A comunidade guaraní, a terceira mais numerosa dos povos indígenas de Bolívia, actualmente conta com uma população de 170 mil pessoas, das quais mais de mil famílias vivem registadas em situação de escravatura em fazendas das províncias de Luis Calvo e Hernando Siles, no departamento de Chuquisaca; Grande Chaco e O'Connor, departamento de Tarija, e na cordilheira do Alto Parapetí, departamento de Santa Cruz. "É uma vergonha que na Bolívia do século XXI continue existindo a escravatura", disse o Capitão Grande do Conselho de Capitães Guaranís de Chuquisaca, Efraín Balderas, ao lamentar que ainda existam comunidades cativas de seu povo em pelo menos cinco províncias de três departamentos do país planáltico e que em seu conjunto abarcam a 15 municípios.
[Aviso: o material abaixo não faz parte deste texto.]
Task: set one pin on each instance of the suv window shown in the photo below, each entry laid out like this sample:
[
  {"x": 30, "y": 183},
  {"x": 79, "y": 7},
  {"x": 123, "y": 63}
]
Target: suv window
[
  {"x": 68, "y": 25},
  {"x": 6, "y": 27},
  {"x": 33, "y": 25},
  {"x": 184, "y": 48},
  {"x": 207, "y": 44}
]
Balderas, alto e moreno, é um líder indígena que até à adolescência trabalhou como peão numa das fazendas chuquisaqueñas sob um regime de exploração laboral. Mas que teve a sorte de estudar e conseguir através da educação essa liberdade que centenas de famílias de seu povo ainda anseiam. A situação dos guaranís no sul de Bolívia é vista com preocupação por organismos internacionais como a Comissão Inter-americana de Direitos Humanos (CIDH), a Organização de Estados Americanos (OEA) e Organizações Não Governamentais (ONG).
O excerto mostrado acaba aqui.